The killer “app” for progressive centralism, comes from concern about climate change. A powerful lobby of greens, urban developers, planners and even some on Wall Street now see the opportunity to impose the very centralized planning and regulatory agenda that has been dear to the hearts of progressives since global “cooling” was the big worry a few decades ago. This new clout is epitomized by the growing power of federal agencies, notably the EPA, as well state and local bodies of unelected regulators who have become exemplars of a new post-democratic politics.

Of course, this is in large part the model presented by postwar Europe, and we are watching as it demonstrably fails, which makes it less and less likely to be a model we should follow. Most likely the free-est country in Europe is the UK, not least because they share our suspicion of government (although it is not nearly as virulent). But the UK has, since 2008, created more jobs than the rest of Europe combined.

The fly in the ointment here, of course, remains the electorate. Even in one-party California, local constituents are not always eager to follow the edicts of the nascent “new Republic” if it too strongly affects their lives, for example, by forcibly densifying their neighborhoods. Resistance to an imposed progressive agenda is stronger elsewhere, particularly in the deep red states of the Heartland and the South. In these circumstances, a “one size fits all” policy agenda seems a perfect way to exacerbate the already bitter and divisive mood.

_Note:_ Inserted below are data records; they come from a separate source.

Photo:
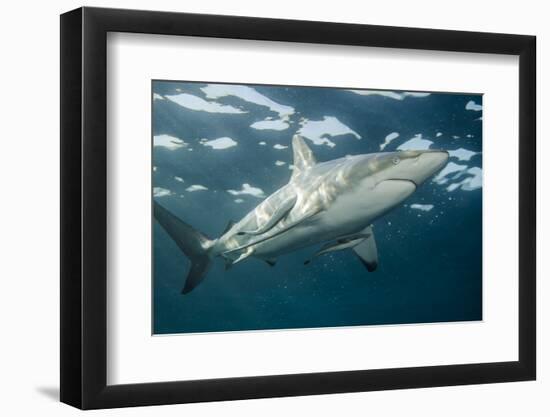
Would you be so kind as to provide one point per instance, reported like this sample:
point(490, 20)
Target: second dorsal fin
point(303, 157)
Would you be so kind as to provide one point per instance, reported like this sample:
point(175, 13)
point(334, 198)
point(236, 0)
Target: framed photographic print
point(257, 208)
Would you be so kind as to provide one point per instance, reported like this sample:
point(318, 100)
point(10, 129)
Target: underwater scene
point(285, 207)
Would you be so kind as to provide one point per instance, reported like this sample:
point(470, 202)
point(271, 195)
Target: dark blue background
point(430, 263)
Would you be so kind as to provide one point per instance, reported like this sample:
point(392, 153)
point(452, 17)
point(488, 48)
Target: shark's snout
point(418, 166)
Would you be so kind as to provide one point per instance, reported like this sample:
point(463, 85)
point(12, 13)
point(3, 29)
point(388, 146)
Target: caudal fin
point(193, 244)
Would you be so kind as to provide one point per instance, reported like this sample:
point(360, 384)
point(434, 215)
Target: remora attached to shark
point(333, 202)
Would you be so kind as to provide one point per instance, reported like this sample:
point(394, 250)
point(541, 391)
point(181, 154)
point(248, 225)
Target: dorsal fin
point(230, 224)
point(303, 157)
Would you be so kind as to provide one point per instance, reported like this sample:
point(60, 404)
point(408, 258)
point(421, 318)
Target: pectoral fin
point(367, 252)
point(280, 212)
point(277, 233)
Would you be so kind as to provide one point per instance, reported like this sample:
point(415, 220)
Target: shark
point(332, 203)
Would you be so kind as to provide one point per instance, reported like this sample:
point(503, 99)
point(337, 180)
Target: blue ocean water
point(219, 149)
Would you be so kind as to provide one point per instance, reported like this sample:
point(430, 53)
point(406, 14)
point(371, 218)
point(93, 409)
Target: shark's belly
point(326, 226)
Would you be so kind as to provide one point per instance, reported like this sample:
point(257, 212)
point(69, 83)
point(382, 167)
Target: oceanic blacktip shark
point(333, 202)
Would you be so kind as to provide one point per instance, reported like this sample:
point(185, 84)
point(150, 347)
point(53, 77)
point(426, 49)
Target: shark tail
point(195, 245)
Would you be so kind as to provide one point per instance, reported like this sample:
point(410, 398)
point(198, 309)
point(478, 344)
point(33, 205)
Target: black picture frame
point(84, 207)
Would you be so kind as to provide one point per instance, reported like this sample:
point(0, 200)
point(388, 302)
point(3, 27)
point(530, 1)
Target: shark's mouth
point(403, 180)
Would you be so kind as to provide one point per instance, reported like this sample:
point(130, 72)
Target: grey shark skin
point(332, 202)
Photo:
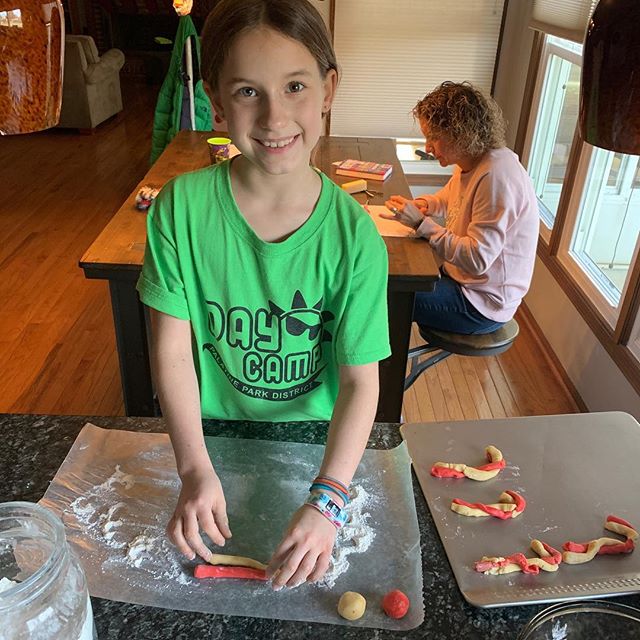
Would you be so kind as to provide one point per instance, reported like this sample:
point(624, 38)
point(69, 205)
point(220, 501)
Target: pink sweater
point(489, 242)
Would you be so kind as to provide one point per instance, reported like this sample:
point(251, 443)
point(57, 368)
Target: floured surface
point(116, 491)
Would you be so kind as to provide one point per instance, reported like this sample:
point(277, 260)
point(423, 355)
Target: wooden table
point(116, 256)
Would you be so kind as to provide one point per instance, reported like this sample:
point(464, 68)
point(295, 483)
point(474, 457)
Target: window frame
point(615, 335)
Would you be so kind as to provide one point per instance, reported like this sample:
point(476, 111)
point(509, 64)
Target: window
point(600, 246)
point(392, 53)
point(589, 201)
point(556, 115)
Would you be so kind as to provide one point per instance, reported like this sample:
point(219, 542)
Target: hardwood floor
point(57, 345)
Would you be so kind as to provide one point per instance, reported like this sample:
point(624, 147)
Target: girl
point(267, 283)
point(488, 243)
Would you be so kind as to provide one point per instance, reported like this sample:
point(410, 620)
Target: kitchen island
point(33, 447)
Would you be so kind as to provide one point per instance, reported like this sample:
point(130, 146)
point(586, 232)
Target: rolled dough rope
point(209, 571)
point(235, 561)
point(481, 473)
point(580, 552)
point(510, 505)
point(549, 560)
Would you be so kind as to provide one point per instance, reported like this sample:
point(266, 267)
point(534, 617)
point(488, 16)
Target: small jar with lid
point(43, 590)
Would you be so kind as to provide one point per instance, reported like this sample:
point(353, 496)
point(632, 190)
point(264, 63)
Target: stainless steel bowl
point(590, 619)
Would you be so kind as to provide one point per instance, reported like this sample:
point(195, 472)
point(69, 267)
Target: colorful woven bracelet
point(316, 486)
point(328, 508)
point(327, 482)
point(333, 480)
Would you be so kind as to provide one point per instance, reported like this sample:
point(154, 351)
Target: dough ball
point(351, 605)
point(395, 604)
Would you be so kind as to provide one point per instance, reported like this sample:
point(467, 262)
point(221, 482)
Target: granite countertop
point(33, 447)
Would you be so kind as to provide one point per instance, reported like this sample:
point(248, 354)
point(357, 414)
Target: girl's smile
point(272, 95)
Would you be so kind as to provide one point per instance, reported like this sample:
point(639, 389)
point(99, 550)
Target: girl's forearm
point(177, 387)
point(179, 397)
point(351, 424)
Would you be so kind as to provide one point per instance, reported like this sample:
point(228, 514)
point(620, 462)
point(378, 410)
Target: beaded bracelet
point(328, 508)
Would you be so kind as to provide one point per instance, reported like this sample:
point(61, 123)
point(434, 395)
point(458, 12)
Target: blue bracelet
point(328, 508)
point(341, 494)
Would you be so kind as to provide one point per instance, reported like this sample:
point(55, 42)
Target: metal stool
point(442, 344)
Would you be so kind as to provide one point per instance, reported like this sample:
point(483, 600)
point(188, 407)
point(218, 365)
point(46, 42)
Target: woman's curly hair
point(471, 121)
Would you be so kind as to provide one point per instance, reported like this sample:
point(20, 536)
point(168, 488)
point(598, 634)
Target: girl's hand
point(201, 506)
point(305, 550)
point(404, 211)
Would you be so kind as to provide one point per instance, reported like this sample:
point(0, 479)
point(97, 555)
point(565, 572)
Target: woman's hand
point(405, 211)
point(305, 551)
point(201, 506)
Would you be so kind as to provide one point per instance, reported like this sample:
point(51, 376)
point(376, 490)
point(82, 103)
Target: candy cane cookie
point(577, 552)
point(481, 473)
point(510, 505)
point(548, 560)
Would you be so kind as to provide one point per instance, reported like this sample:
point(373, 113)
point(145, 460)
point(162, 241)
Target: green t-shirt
point(271, 321)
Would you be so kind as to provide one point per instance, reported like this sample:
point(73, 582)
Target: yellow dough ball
point(351, 605)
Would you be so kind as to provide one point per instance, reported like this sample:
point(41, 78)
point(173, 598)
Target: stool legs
point(418, 368)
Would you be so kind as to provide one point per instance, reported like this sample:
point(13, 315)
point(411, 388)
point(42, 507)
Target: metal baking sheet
point(573, 470)
point(116, 490)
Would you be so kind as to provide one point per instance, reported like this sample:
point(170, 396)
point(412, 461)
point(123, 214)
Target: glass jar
point(43, 590)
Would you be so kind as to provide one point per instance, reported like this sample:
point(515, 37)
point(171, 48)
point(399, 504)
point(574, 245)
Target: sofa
point(91, 88)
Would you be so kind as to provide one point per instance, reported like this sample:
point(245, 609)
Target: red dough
point(395, 604)
point(217, 571)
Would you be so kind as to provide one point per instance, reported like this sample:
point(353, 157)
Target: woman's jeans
point(446, 309)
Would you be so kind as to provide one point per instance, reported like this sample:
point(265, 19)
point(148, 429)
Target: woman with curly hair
point(489, 209)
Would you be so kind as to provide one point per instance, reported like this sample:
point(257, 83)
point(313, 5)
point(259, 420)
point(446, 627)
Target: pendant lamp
point(610, 86)
point(31, 55)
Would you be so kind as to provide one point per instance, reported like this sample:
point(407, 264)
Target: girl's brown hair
point(295, 19)
point(471, 121)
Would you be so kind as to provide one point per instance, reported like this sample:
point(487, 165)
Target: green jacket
point(166, 122)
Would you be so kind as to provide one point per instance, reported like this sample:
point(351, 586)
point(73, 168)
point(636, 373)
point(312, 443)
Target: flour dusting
point(113, 522)
point(355, 537)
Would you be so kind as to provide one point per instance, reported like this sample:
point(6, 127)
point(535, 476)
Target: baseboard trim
point(524, 313)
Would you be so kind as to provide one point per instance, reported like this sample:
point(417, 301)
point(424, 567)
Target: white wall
point(595, 375)
point(513, 65)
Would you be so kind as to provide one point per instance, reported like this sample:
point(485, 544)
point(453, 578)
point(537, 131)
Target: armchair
point(91, 88)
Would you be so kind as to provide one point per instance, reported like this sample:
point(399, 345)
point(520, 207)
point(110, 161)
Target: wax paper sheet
point(116, 490)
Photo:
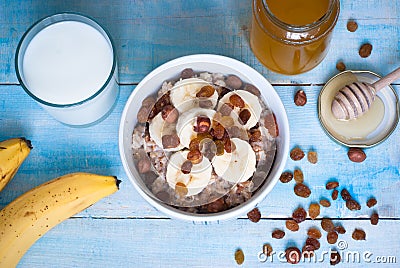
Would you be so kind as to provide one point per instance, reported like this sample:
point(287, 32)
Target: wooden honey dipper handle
point(355, 99)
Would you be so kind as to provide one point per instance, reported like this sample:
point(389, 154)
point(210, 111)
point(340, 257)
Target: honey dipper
point(355, 99)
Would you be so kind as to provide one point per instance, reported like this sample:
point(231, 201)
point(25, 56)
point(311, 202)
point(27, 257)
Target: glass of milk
point(67, 63)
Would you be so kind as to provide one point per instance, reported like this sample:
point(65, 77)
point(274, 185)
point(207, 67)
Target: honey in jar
point(292, 36)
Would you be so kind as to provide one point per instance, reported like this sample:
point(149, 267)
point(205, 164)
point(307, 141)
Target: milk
point(65, 66)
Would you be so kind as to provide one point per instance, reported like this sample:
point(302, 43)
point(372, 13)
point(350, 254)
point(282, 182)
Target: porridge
point(205, 142)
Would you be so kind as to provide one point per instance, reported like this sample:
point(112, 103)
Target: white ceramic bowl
point(215, 64)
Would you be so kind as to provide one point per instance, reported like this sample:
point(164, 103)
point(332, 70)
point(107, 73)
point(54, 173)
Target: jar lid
point(371, 128)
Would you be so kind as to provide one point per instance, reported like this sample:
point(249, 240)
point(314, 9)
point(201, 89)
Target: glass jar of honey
point(292, 36)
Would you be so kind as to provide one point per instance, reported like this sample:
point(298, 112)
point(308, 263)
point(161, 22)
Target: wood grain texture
point(149, 33)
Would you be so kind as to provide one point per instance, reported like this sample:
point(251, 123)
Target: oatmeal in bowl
point(203, 138)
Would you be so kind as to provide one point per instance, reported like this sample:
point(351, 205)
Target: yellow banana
point(31, 215)
point(12, 153)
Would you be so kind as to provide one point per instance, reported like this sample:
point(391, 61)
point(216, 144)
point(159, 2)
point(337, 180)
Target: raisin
point(374, 218)
point(365, 50)
point(299, 215)
point(332, 237)
point(293, 255)
point(314, 233)
point(335, 258)
point(352, 26)
point(254, 215)
point(244, 116)
point(205, 92)
point(267, 250)
point(286, 177)
point(325, 203)
point(302, 190)
point(358, 234)
point(332, 185)
point(298, 176)
point(236, 101)
point(345, 195)
point(371, 202)
point(314, 210)
point(327, 225)
point(195, 156)
point(312, 157)
point(239, 256)
point(340, 66)
point(187, 73)
point(292, 225)
point(314, 242)
point(353, 205)
point(278, 234)
point(300, 98)
point(186, 167)
point(335, 194)
point(340, 229)
point(296, 154)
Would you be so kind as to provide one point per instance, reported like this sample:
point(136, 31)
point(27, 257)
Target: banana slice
point(238, 166)
point(158, 128)
point(251, 103)
point(187, 121)
point(195, 181)
point(183, 94)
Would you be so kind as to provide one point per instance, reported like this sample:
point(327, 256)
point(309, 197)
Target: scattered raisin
point(296, 154)
point(332, 185)
point(186, 167)
point(345, 195)
point(286, 177)
point(254, 215)
point(298, 176)
point(300, 98)
point(312, 157)
point(340, 229)
point(353, 205)
point(352, 26)
point(374, 218)
point(356, 155)
point(278, 234)
point(340, 66)
point(365, 50)
point(244, 116)
point(314, 210)
point(299, 215)
point(335, 258)
point(358, 234)
point(325, 203)
point(314, 242)
point(293, 255)
point(292, 225)
point(332, 237)
point(302, 190)
point(267, 250)
point(314, 233)
point(187, 73)
point(335, 194)
point(371, 202)
point(239, 256)
point(236, 101)
point(205, 92)
point(327, 225)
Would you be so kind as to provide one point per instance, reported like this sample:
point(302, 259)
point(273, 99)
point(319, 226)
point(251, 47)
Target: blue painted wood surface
point(123, 230)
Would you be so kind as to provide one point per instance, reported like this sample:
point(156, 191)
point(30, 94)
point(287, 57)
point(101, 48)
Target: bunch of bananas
point(31, 215)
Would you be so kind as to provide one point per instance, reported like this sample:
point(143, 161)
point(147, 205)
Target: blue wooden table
point(123, 230)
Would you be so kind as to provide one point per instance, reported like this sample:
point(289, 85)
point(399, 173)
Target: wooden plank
point(149, 33)
point(59, 150)
point(170, 243)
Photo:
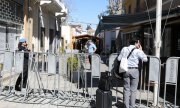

Perhaps the best solution lies with the Constitution itself. Rather than run away from it, as Yglesias and others suggest, we should draw inspiration from the founders acceptance of political diversity. Instead of enforcing unanimity from above, the structures of federalism should allow greater leeway at the state level, as well as among the more local branches of government.
Even more than at the time of its founding, America is a vast country with multiple cultures and economies. What appeals to denizens of tech-rich trustifarian San Francisco does not translate so well to materially oriented, working-class Houston, or, for that matter, the heavily Hispanic and agriculture-oriented interior of California. Technology allows smaller units of government greater access to information; within reason, and in line with basic civil liberties, communities should be able to shape policies that make sense in their circumstances.

This is, of course, nothing less than the federalism the founders designed into our system, which wasn’t new, even then, the catholic Church calls it subsidiarity, although it, like politicians, has always had trouble practicing it. In the eighteenth century as in the twenty-first, America is simply too large to be governed by an elite, centered in the capital, let alone by a clerisy without the requisite skill to understand even the concepts of what most people do.

One possible group that could change this are voters, including millennials. It turns out that this generation is neither the reserve army imagined by progressives or the libertarian base hoped for by some conservatives. Instead, notes Pew, millennials are increasingly nonpartisan. They maintain some liberal leanings, for example, on the importance of social justice and support for gay marriage. But their views on other issues, such as abortion and gun control, track closely with to those of earlier generations. The vast majority of millennials, for example, thinks the trend toward having children out of wedlock is bad for society. Even more surprisingly, they are less likely than earlier generations to consider themselves environmentalists.

They also tend to be skeptical toward overcentralized government. As shown in a recent National Journal poll, they agree with most Americans in preferring local to federal government. People in their 20s who favor federal solutions stood at a mere 31 percent, a bit higher than the national average but a notch less than their baby boomer parents.

If so, and I tend to agree, they may well save us all, simply by thinking for themselves, and acting in their own self-interest. Because I think it self-evident that being ruled by a distant, connected (to each other) is not in our best interest, either individually or as a society.